D - Não percebo como.

M - Pois afirmamos crer na comunicação de Deus por crermos na existência de Deus e ao mesmo tempo cremos na existência de Deus porque cremos na comunicação de Deus. Cremos que se comunica porque existe e que existe porque se comunica...

D - De fato este tipo de fé parece ser demasiado ingênua ou cega.

M - Nós no entanto sustentamos que embora a comunicação ou Revelação de Deus pertença ao domínio da crença e da autoridade designada, a demonstração de sua existência pertença ao domínio natural da razão.

D - Para tanto deveríamos, no mínimo, demonstrar que certo discurso religioso reconhece as prerrogativas naturais da razão.

M - Tomemos por exemplo o livro dos Cristãos que é o Evangelho (narrativas de Mateus, Marcos, Lucas e João) neles nos deparamos com afirmações semelhantes a esta:

"O verbo se fez carne."

Parte alguma das escrituras no entanto dissertam a respeito do que seja Verbo ou do que seja carne; supondo a existência de conceitos externos a si, no caso válidos e verdadeiros para que o discurso faça sentido.

Nem podemos ignorar que grande parte da Escritura seja formada por juízos: alguns de essência outros de valor...

"Assim a mostarda se converte no maior arvoredo destes nossos campos." declara Jesus Cristo pretendendo com isto exarar uma verdade.

Noutro passo declara ainda: "Deus só é bom."

Mas não expõe o significado da própria bondade.

"Deus é amor." declara o apóstolo.

Mas não define o que seja amor.

Assim recebe a escritura diversos conceitos quais sejam: maior, menor, bondade, justiça, amor, espírito, etc
sem jamais explicita-los no entanto.

Eis porque há tantos e tantos léxicos e enciclopédias bíblicas - assim Russel N Champlin, Gerard Kittel, Mackyntosh/Strong, Schaff, Wicleff, Viney, Brucce, Scott/Lidel - tendo em vista esclarecer o sentido das passagens do Evangelho e do Novo Testamento.
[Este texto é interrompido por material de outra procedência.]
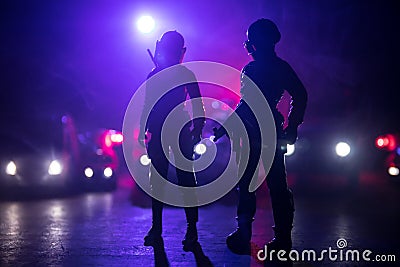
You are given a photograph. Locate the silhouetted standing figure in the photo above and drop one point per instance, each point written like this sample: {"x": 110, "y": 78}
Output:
{"x": 272, "y": 75}
{"x": 169, "y": 52}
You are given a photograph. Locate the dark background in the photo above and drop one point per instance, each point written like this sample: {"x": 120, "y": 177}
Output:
{"x": 90, "y": 54}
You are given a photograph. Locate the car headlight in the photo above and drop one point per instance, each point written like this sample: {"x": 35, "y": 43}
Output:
{"x": 55, "y": 168}
{"x": 11, "y": 168}
{"x": 89, "y": 172}
{"x": 343, "y": 149}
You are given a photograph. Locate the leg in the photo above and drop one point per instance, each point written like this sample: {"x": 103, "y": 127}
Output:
{"x": 188, "y": 179}
{"x": 239, "y": 240}
{"x": 158, "y": 170}
{"x": 282, "y": 202}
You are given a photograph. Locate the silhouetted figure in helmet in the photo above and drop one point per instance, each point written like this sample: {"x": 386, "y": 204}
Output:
{"x": 272, "y": 75}
{"x": 169, "y": 52}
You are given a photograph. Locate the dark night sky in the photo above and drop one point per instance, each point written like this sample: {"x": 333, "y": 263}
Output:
{"x": 89, "y": 53}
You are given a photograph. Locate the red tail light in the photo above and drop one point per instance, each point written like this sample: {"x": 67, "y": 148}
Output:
{"x": 388, "y": 142}
{"x": 112, "y": 138}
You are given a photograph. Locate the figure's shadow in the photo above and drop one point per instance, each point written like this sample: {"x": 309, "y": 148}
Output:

Também os judeus mais esclarecidos que desejam compreender com exatidão dos discursos de seus mestres recorrem a obra de Marcus Jastrow enquano os muçulmanos possuem seus Sahis de Muslin, Bukhari, Dauwad, Ibn Maja e Termidi; além dos Tafsir e das Thadib de Al Tabari e das obras de Qutaybah, Al Tabarani e outros.

Ora essas definições todas das quais a fé depende - sob pena de tornar-se incompreensível - mas que não procedem da fé, dão por suposto que o intelecto humano seja apto para apreender certas verdades primárias ou elementares.

Ademais todos os juízos contidos nos livros sagrados remetem como já advertimos noutro capítulo: ao Ser, ao mundo externo e ao princípio de contradição.

D - Sou levado a concordar em gênero, número e gráu.

M - Nem devemos nos esquecer que os escritos dos apóstolos recomendam que o culto prestado a Deus seja de natureza 'racional'; além de incitar-nos a fornecer - aqueles que nos perguntarem - as 'razões' de nossa boa esperança; e nem vemos que uma e outra coisa sejam possíveis caso estejamos de acordo com Agostinho e Lutero a respeito da incapacidade da Razão humana.